Le 1er octobre 2019, la dernière phase de la Loi sur la construction ontarienne nouvellement refondue est entrée en vigueur, apportant toute une gamme de modifications à la manière dont les différends en matière d’ententes de construction seront résolus dans la province ainsi qu’aux délais légaux pour le paiement des fournitures et matériaux dans la chaîne d’approvisionnement.

Les entrepreneurs, les corps de métier, les propriétaires fonciers, les avocats et les prêteurs auront tous besoin d’orientations pour s’adapter aux nouvelles lois et aux nouveaux règlements. Maintenant que la réforme du droit de la construction en Ontario est « substantiellement achevée », certaines caractéristiques importantes de la nouvelle loi devraient être connues de tous les avocats.

Les occasions de servir les clients et le risque de négligence professionnelle ont augmenté

Les occasions de fournir aux clients des services et conseils additionnels dans le contexte du droit de la construction ont crû avec l’introduction de la nouvelle Loi sur la construction. Avec ces occasions, le risque que l’avocat commette une négligence professionnelle a augmenté de manière importante. Tout d’abord, les praticiens juridiques en Ontario voudront s’assurer que leurs conseils en matière de construction s’harmonisent à la bonne loi et aux échéanciers applicables.

Même si la nouvelle Loi sur la construction est maintenant pleinement en vigueur, des versions antérieures de la loi et des délais relatifs au privilège plus courts continuent de s’appliquer à certains contrats. Différentes versions de la Loi peuvent même s’appliquer à différents contrats du même projet. Les délais légaux en matière de construction en Ontario sont parmi les plus courts, sévères et implacables parmi les délais applicables aux sous-spécialités en droit canadien. Une fois qu’un privilège s’éteint, on ne peut généralement pas le renouveler. Il est donc crucial de repérer les dates limites pertinentes avant qu’il ne soit trop tard.

Présentement, un des trois régimes différents en matière de droit de la construction en Ontario s’applique à tout contrat donné :

  1. L’ancienne Loi sur le privilège dans l’industrie de la construction avec ses délais courts pour le privilège ;
  2. La phase 1 de la nouvelle Loi sur la construction, comportant la réforme de la retenue et une prolongation du délai pour le privilège ; ou
  3. La phase 2 de la nouvelle Loi sur la construction, soit l’ensemble des modifications de la Loi, y compris le paiement rapide et l’arbitrage intérimaire.

Il sera important de savoir quel régime s’applique pour offrir des conseils sur l’élaboration du contrat, la conformité et d’autre travail en amont, en plus des différends relatifs au paiement et au contrat de construction.

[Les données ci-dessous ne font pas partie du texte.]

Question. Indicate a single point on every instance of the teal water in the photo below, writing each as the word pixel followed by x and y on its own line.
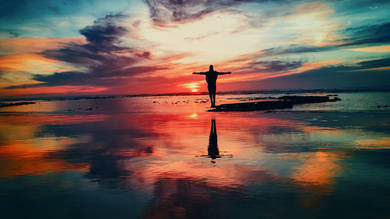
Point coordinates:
pixel 167 157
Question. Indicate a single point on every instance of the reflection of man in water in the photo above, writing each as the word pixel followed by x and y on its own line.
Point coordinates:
pixel 211 78
pixel 213 142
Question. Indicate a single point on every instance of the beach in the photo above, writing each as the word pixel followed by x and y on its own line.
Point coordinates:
pixel 169 157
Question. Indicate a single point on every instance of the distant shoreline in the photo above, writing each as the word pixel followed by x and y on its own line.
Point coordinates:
pixel 2 101
pixel 15 104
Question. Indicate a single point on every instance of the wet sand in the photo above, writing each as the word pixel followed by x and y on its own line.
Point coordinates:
pixel 170 158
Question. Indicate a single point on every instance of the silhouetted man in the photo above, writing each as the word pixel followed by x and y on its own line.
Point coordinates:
pixel 211 78
pixel 213 142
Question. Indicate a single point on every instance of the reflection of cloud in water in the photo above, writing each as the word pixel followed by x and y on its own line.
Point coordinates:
pixel 382 143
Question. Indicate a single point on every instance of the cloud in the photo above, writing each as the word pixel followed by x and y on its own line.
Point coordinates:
pixel 105 61
pixel 377 32
pixel 278 66
pixel 166 12
pixel 339 76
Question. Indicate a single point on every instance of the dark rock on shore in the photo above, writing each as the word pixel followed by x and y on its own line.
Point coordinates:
pixel 285 102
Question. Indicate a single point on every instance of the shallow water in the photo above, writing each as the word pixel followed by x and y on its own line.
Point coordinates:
pixel 167 157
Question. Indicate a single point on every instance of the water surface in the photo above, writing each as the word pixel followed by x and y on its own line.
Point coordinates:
pixel 167 157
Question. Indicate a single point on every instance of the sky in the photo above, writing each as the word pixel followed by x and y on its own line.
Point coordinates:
pixel 98 47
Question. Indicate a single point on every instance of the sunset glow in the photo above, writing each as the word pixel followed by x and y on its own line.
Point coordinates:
pixel 150 47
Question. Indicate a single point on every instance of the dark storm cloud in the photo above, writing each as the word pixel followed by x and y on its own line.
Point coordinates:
pixel 278 66
pixel 164 12
pixel 107 62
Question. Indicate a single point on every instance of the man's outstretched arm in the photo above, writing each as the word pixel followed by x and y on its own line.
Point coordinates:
pixel 199 73
pixel 224 73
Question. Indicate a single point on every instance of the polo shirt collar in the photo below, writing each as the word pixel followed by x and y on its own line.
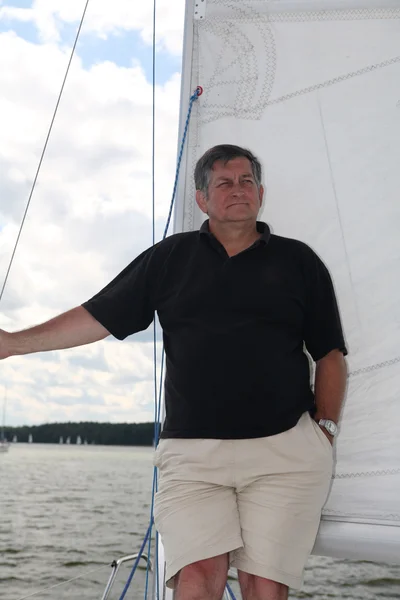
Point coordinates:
pixel 262 228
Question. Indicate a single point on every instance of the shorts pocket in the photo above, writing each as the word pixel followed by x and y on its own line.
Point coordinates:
pixel 321 435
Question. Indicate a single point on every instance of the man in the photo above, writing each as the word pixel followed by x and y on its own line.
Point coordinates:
pixel 244 469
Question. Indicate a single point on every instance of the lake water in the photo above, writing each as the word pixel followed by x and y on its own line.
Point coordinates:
pixel 66 510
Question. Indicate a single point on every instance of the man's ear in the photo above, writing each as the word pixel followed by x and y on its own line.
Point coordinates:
pixel 201 201
pixel 261 195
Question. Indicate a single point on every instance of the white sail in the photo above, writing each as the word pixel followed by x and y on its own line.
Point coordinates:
pixel 312 87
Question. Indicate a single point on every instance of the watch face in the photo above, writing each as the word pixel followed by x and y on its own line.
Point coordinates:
pixel 331 427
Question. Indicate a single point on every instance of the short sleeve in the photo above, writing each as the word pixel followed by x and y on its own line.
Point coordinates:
pixel 126 305
pixel 323 329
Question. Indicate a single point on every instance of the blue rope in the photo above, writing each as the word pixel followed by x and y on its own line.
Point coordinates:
pixel 193 97
pixel 154 240
pixel 128 583
pixel 230 591
pixel 158 400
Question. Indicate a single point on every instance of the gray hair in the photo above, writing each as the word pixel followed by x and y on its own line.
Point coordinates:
pixel 225 153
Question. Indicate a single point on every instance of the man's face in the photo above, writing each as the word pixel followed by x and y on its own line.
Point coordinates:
pixel 233 195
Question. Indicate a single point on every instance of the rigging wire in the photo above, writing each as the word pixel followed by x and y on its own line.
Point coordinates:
pixel 158 399
pixel 44 147
pixel 153 197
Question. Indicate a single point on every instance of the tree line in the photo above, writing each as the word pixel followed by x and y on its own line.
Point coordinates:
pixel 88 432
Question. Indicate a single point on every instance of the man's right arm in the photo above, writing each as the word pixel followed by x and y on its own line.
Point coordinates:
pixel 73 328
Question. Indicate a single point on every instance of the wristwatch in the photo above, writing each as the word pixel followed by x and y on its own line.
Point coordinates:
pixel 329 425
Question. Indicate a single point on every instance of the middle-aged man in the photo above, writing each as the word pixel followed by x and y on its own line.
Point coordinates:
pixel 245 457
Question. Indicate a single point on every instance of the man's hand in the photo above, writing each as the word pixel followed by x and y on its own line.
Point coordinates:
pixel 328 435
pixel 73 328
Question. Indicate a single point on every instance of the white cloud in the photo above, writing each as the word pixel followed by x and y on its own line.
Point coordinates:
pixel 103 18
pixel 90 213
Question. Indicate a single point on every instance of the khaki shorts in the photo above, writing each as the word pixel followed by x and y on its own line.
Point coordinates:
pixel 258 499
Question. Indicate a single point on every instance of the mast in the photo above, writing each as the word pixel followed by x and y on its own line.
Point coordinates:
pixel 3 422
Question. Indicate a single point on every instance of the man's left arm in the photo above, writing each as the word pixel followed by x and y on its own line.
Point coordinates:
pixel 330 387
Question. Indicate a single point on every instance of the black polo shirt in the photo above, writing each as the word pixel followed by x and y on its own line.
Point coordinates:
pixel 234 329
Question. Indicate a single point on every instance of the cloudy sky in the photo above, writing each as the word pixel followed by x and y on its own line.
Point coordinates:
pixel 90 214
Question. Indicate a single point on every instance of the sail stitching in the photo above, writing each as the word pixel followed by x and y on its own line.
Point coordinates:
pixel 386 363
pixel 335 80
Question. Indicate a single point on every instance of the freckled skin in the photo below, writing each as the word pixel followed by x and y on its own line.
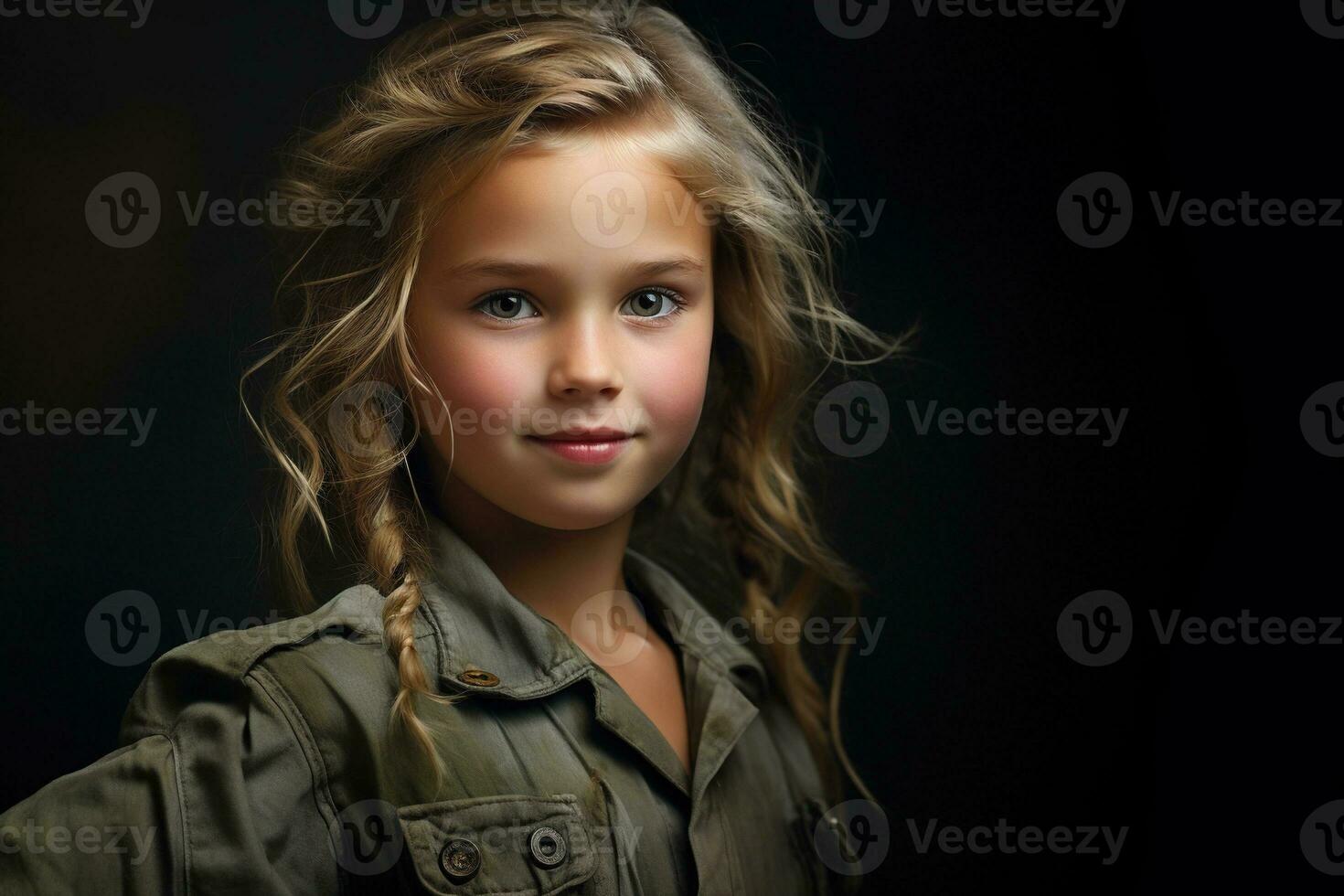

Tout tourne autour des dispositions transitoires

Afin de déterminer quelle version de la Loi sur la construction s’applique à un contrat ou à un différend donné, les avocats doivent garder en tête un certain nombre de concepts pertinents :

  1. La disposition transitoire : l’article 87.3 : c’est l’application de la disposition transitoire de l’article 87.3 de la Loi qui détermine si le régime applicable est la phase 1 de la nouvelle Loi sur la construction, la phase 2 de la nouvelle Loi sur la construction ou l’ancienne Loi sur le privilège dans l’industrie de la construction.
  2. Seul le « contrat principal » compte : au moment de déterminer quelle version de la Loi sur la construction s’applique, le « contrat principal » entre le propriétaire et l’entrepreneur est le seul contrat qui compte dans l’analyse en vertu de l’article 87.3. La date d’une entente de sous-traitance n’est pas pertinente pour déterminer ni la nouvelle Loi sur la construction régit cette sous-traitance. Le régime applicable à une sous-traitance est déterminé par le « contrat principal » duquel relève cette sous-traitance.
  3. Trois caractéristiques du « contrat principal » sont pertinentes : trois caractéristiques du « contrat principal » sont pertinentes pour les dispositions transitoires : si un processus d’approvisionnement a eu lieu, tel que défini dans la Loi sur la construction, si le « contrat principal » porte sur une amélioration locative et la date à laquelle le « contrat principal » a été conclu.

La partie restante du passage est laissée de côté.